А затем произошло событие, изменившее все. Мы с парой друзей снимали дом в самом центре муниципального микрорайона. Джо была гораздо практичнее меня, у нее была машина, работа. Она училась. Однажды к нам заглянул домовладелец и сообщил, что собирается продать дом, а так как мы были его жильцами, то он решил сперва предложить его нам. Мы сказали, что у нас нет денег. Он ответил, что можно получить в банке ссуду, солгав, что мы уже заплатили ему часть стоимости. Нам потребуется заплатить всего двести пятьдесят фунтов за рассмотрение заявки и оформление бумаг. Но у нас не было даже этих денег.
Я возражал против покупки дома, потому что это означало бы, что мы вложили свои деньги в капиталистическую экономику, кроме того, я считал, что дни права на частную собственность сочтены. Поэтому Джо сама взяла деньги в долг у своей сестры и занялась оформлением займа. Мы втроем жили в доме как постояльцы и платили ей втрое меньше, чем прежнему владельцу. Полтора года спустя Джо продала дом и получила двадцать пять тысяч фунтов стерлингов прибыли. Она вернула нам все, что мы ей заплатили, дала денег в долг своей сестре, чтобы та купила собственный дом, и остаток разделила со мной. Я заплатил по долгам своего брата и вернул Гаю причитавшиеся ему сорок пять фунтов.
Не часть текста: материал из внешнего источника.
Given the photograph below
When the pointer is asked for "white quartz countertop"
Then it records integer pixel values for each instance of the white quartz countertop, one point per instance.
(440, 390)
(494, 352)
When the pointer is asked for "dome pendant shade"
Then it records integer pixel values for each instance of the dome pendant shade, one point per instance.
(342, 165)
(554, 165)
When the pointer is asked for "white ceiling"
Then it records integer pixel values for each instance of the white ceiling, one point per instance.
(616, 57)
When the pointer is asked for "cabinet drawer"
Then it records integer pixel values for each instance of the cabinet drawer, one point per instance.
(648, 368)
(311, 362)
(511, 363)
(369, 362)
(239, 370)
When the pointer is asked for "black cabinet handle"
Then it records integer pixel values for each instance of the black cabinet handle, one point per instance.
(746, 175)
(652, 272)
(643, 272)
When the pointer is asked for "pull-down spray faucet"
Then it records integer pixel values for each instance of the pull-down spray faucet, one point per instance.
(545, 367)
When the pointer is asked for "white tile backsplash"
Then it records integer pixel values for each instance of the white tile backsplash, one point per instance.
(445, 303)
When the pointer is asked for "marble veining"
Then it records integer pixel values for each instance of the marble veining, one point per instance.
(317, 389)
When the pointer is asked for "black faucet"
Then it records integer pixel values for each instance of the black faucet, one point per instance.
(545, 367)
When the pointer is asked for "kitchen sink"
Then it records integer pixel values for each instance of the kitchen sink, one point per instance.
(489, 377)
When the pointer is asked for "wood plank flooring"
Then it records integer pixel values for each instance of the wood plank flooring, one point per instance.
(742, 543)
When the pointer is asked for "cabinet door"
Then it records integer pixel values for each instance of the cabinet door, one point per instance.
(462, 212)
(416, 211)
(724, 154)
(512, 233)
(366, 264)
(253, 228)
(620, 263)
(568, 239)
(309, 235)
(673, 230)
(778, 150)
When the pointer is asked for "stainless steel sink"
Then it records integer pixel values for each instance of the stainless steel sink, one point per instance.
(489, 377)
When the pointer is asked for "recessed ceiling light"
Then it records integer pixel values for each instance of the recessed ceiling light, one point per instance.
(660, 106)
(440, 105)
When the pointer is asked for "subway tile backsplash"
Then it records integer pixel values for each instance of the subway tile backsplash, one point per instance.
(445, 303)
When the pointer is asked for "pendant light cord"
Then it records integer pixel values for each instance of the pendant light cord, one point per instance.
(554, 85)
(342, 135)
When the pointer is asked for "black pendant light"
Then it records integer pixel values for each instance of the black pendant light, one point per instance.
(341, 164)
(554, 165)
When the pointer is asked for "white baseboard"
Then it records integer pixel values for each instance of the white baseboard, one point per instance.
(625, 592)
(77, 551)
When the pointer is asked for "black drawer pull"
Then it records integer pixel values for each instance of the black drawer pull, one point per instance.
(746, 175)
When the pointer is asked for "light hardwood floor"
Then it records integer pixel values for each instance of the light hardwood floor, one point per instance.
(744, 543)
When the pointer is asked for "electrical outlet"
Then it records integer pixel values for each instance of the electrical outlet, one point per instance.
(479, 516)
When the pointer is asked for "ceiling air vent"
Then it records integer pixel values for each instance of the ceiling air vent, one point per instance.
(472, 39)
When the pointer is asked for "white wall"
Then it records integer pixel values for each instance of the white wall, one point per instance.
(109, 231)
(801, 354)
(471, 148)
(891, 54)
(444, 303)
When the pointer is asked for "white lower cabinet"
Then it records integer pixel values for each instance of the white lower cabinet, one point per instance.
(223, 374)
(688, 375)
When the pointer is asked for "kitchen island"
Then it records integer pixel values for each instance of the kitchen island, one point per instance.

У меня никогда не было денег, а как только они появлялись, я сразу же хотел их потратить. Мы полетели в Гонконг, оттуда поездом – через весь Китай, три месяца провели в Таиланде, где ели экзотическую пищу и курили опиум. В Бангкоке мы встретили Гая, который собирался в путешествие по Австралии вместе со своей подругой Лорейн. Ненадолго к нам присоединился завсегдатай пабов Крис. Мы задержались в Малайзии, после чего пересекли всю Индонезию – от Джакарты до Бали.
Спустя семь месяцев после начала нашего тура в совершенно оптимистичном и расслабленном настроении мы приземлились в Мельбурне и вскоре поняли, что Австралия была также оптимистична и расслаблена. В тот вечер, когда я впервые увидел стаю кенгуру, пересекавших двор моей тетушки в Виктории, я понял, что не хочу возвращаться домой.
Глава 2,
в которой я нахожу работу, а на Луне находят бомбардировщик
Я не тот, кем был раньше, но я не забыл, кто я такой.
Мне нравилось проводить длинные вечера вместе с друзьями в сумерках ирландского паба, где мы пили и обсуждали безобидные глупости до самого закрытия. И Джо, и Ди – женщины, у которых было очень мало общего, – часто говорили мне, что я больше всего нравился им стоящим посреди бара с кружкой пива в руках и сигаретой во рту, потому что в эти моменты я выглядел по-настоящему счастливым. Иногда мне становилось так тоскливо, что я шел домой и жаловался Джо на свою жизнь, такую запутанную и подлую, а на следующее утро просыпался с ощущением, будто убил человека. Я считал, что мое разочарование – моя личная проблема: поскольку все вокруг – дерьмо, то нечего и расстраиваться.
Годы апатии на самом деле были попыткой вести нормальную жизнь. Я просто не хотел причинять страдания кому бы то ни было. Этому я предпочел бы вообще не оставить следа в жизни. Я был крайне спокоен. День за днем меня ничего не беспокоило. Я был свободен от предрассудков и желания делать людям пакости ради собственной выгоды. Я верил, что жизнь каждого человека одинаково значима (кроме моей собственной). Я хотел помогать всем людям, в особенности если для этого не надо было ничего делать. Я мог рассмешить кого угодно, потому что меня прикалывала суетность сюрреалистического сна, которым я считал нашу жизнь.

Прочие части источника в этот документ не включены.